Steady asset quality

Slippages came in at Rs 2.6 bn (2.1% versus past six quarters’ 4.0% run rate). While fresh slippages were restricted to Rs 980 mn (in line with guidance), devolvement of non-fund-based exposure (pharma sector) of Rs 1.52 bn led to elevated slippages. However, the impact on credit cost was restricted as SIB had already provided for >50% earlier (now have 100% towards this account). SIB maintained its “zero” watch list claim in corporate exposure. Furthermore, lower stock of 5:25/SDR/S4A/restructured book indicates lower incremental stress. We believe, rising provisions on NCLT (41% currently) with lower NPL coverage ratio at 31% is likely to lead to elevated credit cost.

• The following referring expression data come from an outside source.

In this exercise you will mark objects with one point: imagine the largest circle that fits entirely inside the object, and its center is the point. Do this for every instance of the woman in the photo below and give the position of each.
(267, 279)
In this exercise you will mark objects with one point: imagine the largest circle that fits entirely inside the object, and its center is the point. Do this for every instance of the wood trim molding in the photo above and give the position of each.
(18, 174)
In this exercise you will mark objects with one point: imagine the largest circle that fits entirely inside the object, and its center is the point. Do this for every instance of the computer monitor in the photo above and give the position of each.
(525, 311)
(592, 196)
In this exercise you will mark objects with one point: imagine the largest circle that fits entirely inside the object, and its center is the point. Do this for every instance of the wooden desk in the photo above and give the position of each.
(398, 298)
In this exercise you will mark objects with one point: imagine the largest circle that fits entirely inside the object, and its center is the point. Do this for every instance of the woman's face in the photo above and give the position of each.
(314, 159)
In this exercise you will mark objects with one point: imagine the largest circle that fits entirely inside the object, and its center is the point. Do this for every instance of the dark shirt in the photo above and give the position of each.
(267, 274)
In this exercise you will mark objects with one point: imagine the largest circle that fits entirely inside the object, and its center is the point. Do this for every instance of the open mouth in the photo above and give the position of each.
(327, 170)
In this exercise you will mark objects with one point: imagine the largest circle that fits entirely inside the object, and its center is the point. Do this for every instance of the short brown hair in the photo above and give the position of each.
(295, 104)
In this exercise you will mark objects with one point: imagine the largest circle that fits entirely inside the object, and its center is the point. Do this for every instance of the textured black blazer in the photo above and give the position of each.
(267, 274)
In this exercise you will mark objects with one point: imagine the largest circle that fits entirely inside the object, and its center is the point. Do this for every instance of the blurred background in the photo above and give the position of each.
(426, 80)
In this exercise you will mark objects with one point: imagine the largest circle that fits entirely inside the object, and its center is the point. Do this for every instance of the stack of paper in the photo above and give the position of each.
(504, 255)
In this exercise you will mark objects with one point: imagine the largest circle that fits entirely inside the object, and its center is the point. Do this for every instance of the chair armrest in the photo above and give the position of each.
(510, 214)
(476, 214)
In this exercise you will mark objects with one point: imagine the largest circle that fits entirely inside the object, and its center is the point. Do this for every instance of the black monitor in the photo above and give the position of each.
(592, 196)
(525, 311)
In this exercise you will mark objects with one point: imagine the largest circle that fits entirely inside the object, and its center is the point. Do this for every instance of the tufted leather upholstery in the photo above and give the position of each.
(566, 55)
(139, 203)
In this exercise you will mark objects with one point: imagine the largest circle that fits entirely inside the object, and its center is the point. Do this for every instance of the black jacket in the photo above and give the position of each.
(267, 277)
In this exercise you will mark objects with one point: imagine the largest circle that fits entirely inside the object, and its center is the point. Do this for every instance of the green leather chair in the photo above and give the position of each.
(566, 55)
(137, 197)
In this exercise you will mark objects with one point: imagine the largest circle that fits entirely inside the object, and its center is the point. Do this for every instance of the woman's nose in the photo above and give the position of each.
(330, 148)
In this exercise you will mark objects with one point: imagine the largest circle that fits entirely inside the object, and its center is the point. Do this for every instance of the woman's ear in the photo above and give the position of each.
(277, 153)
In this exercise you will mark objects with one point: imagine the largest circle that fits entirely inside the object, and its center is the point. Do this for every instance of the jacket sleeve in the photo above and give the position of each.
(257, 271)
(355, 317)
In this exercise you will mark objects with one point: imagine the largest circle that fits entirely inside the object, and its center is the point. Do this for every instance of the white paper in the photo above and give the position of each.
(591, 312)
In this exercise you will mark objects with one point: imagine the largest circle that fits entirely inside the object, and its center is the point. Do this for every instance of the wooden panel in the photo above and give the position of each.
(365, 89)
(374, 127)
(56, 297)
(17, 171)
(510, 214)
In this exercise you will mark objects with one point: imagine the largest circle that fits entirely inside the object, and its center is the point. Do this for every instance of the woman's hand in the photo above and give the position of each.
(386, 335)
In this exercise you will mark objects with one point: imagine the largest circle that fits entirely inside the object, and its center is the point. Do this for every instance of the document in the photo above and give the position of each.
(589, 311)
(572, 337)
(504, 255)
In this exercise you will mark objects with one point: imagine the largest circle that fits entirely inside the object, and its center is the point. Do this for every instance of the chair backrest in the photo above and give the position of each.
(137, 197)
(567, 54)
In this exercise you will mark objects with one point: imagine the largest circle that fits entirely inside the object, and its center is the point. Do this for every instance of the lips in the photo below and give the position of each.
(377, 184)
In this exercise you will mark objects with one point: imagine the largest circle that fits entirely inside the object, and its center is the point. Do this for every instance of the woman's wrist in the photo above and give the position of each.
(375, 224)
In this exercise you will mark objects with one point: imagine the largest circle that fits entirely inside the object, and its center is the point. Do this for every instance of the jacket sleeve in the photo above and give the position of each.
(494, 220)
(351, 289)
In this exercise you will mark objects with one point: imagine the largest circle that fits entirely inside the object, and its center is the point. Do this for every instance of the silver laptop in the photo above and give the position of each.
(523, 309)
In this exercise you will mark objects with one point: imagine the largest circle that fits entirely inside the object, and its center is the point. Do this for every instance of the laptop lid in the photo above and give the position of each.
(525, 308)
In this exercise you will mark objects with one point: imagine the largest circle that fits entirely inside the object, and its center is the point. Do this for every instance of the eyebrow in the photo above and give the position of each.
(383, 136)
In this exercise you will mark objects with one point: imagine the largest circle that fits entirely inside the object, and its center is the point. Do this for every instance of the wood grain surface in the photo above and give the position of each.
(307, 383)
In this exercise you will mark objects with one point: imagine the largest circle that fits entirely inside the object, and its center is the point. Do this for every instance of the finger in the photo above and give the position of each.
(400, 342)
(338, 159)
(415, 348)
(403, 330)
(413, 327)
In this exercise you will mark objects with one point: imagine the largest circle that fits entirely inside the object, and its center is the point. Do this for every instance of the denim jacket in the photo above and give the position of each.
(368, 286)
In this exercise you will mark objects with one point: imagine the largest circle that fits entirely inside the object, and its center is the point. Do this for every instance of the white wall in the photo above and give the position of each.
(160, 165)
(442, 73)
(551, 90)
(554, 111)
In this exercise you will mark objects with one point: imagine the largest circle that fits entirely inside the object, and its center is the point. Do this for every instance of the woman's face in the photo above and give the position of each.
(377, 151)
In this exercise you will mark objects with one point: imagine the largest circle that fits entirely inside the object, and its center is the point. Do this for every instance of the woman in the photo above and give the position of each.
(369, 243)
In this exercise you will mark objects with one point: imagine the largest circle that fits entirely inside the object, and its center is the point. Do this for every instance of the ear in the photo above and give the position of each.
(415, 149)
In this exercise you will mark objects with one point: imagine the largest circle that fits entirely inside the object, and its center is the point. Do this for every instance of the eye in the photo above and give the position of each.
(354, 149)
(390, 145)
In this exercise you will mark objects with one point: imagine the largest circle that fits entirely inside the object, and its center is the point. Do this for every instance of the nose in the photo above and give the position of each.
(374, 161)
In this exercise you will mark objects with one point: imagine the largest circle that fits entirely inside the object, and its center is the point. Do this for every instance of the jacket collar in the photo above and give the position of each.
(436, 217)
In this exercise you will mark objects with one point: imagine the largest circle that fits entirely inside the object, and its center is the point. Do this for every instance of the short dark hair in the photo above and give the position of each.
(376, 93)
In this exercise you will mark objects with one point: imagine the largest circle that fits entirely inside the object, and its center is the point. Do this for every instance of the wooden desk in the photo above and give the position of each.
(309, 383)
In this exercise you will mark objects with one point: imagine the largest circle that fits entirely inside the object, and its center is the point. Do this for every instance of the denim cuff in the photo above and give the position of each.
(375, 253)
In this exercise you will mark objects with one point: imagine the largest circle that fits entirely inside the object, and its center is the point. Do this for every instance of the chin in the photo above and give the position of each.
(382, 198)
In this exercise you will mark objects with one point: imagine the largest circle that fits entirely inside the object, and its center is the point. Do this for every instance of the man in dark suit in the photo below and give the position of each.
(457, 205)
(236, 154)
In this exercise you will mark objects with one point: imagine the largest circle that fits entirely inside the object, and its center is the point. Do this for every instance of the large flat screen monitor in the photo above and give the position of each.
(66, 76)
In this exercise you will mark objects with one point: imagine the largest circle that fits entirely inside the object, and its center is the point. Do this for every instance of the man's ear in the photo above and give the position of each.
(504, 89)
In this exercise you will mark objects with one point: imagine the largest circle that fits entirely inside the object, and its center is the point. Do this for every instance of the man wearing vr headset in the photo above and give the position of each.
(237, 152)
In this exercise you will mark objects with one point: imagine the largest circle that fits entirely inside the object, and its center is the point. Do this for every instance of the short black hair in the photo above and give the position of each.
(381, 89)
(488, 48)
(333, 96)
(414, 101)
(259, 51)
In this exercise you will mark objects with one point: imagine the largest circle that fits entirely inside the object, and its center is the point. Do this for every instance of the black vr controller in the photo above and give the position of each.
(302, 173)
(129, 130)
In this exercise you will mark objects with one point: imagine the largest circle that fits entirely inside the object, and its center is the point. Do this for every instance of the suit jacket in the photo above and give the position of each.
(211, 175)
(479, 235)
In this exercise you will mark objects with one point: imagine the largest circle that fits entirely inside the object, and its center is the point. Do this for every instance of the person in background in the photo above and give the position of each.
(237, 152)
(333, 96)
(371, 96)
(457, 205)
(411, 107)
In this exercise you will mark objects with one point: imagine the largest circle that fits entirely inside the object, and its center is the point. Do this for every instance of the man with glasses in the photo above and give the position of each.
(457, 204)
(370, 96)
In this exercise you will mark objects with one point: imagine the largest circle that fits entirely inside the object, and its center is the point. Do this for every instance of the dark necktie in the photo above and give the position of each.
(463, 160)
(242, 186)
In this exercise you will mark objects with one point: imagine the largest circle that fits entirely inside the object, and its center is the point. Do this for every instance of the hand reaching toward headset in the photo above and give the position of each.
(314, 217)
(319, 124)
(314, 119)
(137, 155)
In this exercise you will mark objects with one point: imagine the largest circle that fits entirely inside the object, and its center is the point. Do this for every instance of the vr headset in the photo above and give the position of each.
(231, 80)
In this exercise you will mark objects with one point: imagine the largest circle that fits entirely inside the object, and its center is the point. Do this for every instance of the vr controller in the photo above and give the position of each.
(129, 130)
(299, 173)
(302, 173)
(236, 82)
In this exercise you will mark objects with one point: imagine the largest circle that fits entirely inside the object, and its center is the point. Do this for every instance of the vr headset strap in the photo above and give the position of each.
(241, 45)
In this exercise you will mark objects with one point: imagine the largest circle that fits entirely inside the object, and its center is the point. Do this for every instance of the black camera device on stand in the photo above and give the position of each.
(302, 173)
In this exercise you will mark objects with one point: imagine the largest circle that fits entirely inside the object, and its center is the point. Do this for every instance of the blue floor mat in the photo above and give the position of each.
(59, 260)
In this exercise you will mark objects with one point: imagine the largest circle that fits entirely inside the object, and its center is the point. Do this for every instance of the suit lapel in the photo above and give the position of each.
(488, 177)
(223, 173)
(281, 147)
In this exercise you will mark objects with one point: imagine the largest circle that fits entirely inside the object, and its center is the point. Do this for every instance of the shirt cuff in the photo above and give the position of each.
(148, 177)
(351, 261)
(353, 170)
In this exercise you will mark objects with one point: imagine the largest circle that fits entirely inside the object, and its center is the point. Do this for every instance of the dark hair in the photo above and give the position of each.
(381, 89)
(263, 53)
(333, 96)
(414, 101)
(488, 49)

Growth momentum coming  to the fore

NII gained traction at Rs 5 bn (up 22% y-o-y) following improved loan growth (up 16% y-o-y, driven by retail/SME segments). NIMs came in at 2.88% (down 7bps q-o-q) on lower lending yields (down 15bps q-o-q, conversion to MCLR regime & move towards better rated corporate forming 46% versus 30% a year ago) even as funding cost benefit lent support. Henceforth, transition to MCLR regime and limited cushion on funding cost (hardening interest rate with soft CASA growth) will likely put some pressure on NIMs.

Outlook and valuations:

Risk-reward favourable

SIB’s endeavour to derisk its balance sheet by shifting to the retail segment, stable asset quality, valuations at 1.0x FY20e P/ABV for RoA/RoE of 0.8%/13.5% (post capital raising) and healthy earnings CAGR of >30% (albeit on low base) over FY17-20e, lend comfort. We roll over to FY20e earnings and peg our target price at Rs 44 (Rs 40 earlier). Maintain Buy.